Engineering function and structural requirements of marine stern sections

Stern sections are load-bearing structural assemblies positioned at the aft end of the hull, forming the interface between the vessel’s primary structure and the propulsion system. In motorboat configurations, they integrate mounting areas for engines or outdrives, reinforcement zones for mechanical loads, hydrodynamic transition surfaces, and functional apertures for drainage or system routing. Their geometry directly affects flow separation, pressure distribution, propulsive efficiency, and wake characteristics, making dimensional accuracy and surface continuity critical from a hydrodynamic standpoint.

From an engineering perspective, these components must withstand static and dynamic loads transmitted by the propulsion system, cyclic vibrations, localized stress concentrations, and long-term exposure to saline water, UV radiation, and thermal variations.

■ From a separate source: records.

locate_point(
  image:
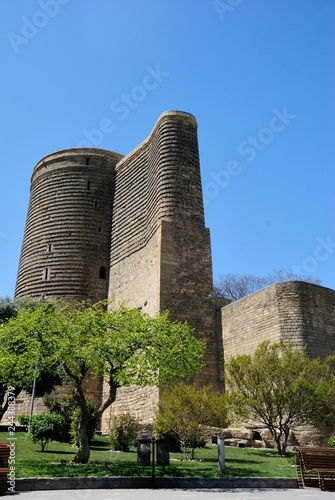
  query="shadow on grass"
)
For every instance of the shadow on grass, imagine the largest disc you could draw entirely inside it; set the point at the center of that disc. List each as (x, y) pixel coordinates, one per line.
(56, 452)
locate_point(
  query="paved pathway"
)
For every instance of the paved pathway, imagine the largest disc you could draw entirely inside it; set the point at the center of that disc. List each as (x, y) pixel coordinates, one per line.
(141, 494)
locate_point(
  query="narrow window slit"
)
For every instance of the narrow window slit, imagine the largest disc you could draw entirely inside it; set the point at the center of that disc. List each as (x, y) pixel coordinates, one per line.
(102, 273)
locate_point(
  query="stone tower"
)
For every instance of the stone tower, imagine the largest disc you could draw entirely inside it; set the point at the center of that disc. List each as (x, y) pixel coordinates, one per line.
(66, 244)
(129, 228)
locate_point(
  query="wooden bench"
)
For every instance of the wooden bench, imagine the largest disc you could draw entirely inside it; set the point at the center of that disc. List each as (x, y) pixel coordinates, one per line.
(316, 468)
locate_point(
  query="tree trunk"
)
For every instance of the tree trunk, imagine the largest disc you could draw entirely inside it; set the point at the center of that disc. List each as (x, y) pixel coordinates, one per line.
(83, 453)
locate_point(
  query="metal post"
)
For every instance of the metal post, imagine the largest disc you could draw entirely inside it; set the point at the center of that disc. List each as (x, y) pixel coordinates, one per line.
(32, 399)
(221, 461)
(153, 459)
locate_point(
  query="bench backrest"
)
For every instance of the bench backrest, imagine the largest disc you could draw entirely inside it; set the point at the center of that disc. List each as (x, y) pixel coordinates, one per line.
(317, 458)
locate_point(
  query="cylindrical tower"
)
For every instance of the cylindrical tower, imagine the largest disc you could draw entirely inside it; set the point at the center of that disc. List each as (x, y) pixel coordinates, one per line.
(66, 245)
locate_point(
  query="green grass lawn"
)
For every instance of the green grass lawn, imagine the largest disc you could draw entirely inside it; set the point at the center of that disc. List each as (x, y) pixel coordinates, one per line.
(56, 461)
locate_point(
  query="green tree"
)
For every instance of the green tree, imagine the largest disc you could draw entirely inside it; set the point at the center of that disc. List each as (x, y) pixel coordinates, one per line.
(124, 429)
(124, 346)
(186, 410)
(8, 374)
(282, 388)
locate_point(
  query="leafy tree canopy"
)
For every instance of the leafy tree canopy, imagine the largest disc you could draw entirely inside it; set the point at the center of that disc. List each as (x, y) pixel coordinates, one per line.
(184, 412)
(125, 346)
(282, 388)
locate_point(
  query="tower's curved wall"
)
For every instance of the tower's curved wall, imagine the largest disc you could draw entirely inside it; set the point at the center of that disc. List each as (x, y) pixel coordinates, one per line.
(66, 243)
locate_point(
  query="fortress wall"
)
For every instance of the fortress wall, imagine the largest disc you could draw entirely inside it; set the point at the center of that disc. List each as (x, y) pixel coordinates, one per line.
(249, 321)
(307, 316)
(298, 312)
(67, 234)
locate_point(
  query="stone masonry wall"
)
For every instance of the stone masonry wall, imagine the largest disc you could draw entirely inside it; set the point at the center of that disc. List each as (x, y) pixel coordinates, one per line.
(160, 249)
(298, 312)
(66, 240)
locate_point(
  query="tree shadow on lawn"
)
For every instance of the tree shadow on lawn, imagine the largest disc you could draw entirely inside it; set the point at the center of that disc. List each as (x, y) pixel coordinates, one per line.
(56, 452)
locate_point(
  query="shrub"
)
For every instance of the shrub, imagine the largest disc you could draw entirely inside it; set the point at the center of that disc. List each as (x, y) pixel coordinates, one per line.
(46, 427)
(123, 431)
(24, 419)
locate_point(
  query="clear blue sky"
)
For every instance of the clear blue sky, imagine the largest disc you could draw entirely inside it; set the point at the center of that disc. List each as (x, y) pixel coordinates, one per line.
(259, 76)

Structural stiffness, interlaminar strength (in composite solutions), tight geometric tolerances, and marine-grade surface finishing are mandatory to ensure mechanical integrity, proper hull integration, and long-term durability in aggressive environments.

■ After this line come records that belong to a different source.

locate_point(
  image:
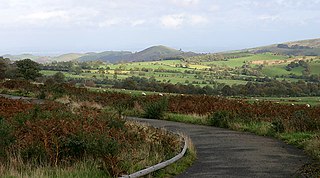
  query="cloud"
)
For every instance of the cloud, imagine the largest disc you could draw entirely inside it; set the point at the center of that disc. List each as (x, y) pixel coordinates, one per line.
(172, 21)
(137, 22)
(197, 19)
(185, 2)
(42, 15)
(269, 18)
(175, 21)
(110, 22)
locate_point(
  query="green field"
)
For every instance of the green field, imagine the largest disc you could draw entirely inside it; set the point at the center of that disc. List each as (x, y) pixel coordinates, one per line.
(227, 71)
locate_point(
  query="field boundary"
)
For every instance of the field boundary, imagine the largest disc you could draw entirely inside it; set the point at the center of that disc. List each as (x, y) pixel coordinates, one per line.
(159, 165)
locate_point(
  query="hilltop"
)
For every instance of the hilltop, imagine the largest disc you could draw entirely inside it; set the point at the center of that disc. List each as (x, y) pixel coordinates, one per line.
(309, 47)
(150, 54)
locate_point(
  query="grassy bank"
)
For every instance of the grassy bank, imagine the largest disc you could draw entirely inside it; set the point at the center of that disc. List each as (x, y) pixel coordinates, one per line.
(309, 141)
(80, 139)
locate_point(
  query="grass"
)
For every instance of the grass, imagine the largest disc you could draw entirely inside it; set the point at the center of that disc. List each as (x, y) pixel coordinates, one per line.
(313, 101)
(309, 141)
(181, 165)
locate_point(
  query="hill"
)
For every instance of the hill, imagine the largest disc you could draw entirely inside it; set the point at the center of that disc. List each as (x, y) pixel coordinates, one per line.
(68, 57)
(150, 54)
(309, 47)
(107, 56)
(157, 53)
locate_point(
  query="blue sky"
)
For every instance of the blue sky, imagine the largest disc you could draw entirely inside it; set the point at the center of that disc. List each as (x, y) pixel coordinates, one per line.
(61, 26)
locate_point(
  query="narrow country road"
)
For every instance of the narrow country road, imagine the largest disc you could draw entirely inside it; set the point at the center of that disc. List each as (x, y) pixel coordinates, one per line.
(225, 153)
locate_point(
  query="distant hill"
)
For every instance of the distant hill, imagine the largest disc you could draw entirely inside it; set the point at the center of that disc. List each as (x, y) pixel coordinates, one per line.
(309, 47)
(68, 57)
(27, 56)
(158, 52)
(107, 56)
(150, 54)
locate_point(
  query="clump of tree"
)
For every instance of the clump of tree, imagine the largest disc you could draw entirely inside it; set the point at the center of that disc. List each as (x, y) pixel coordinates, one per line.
(300, 63)
(269, 87)
(23, 69)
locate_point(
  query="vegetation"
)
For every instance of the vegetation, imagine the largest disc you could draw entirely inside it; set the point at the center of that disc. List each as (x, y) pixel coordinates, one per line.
(52, 136)
(92, 136)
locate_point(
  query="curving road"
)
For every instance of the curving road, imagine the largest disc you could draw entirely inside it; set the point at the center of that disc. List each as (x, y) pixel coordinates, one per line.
(225, 153)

Conventional manufacturing practices to date

Conventionally, stern sections are produced using mold-based composite manufacturing processes such as hand layup or vacuum infusion on dedicated female molds. This workflow requires the prior fabrication of master plugs and tooling, typically via CNC machining followed by manual surface preparation and coating. Such tooling represents a significant capital investment and introduces extended lead times before part production can begin.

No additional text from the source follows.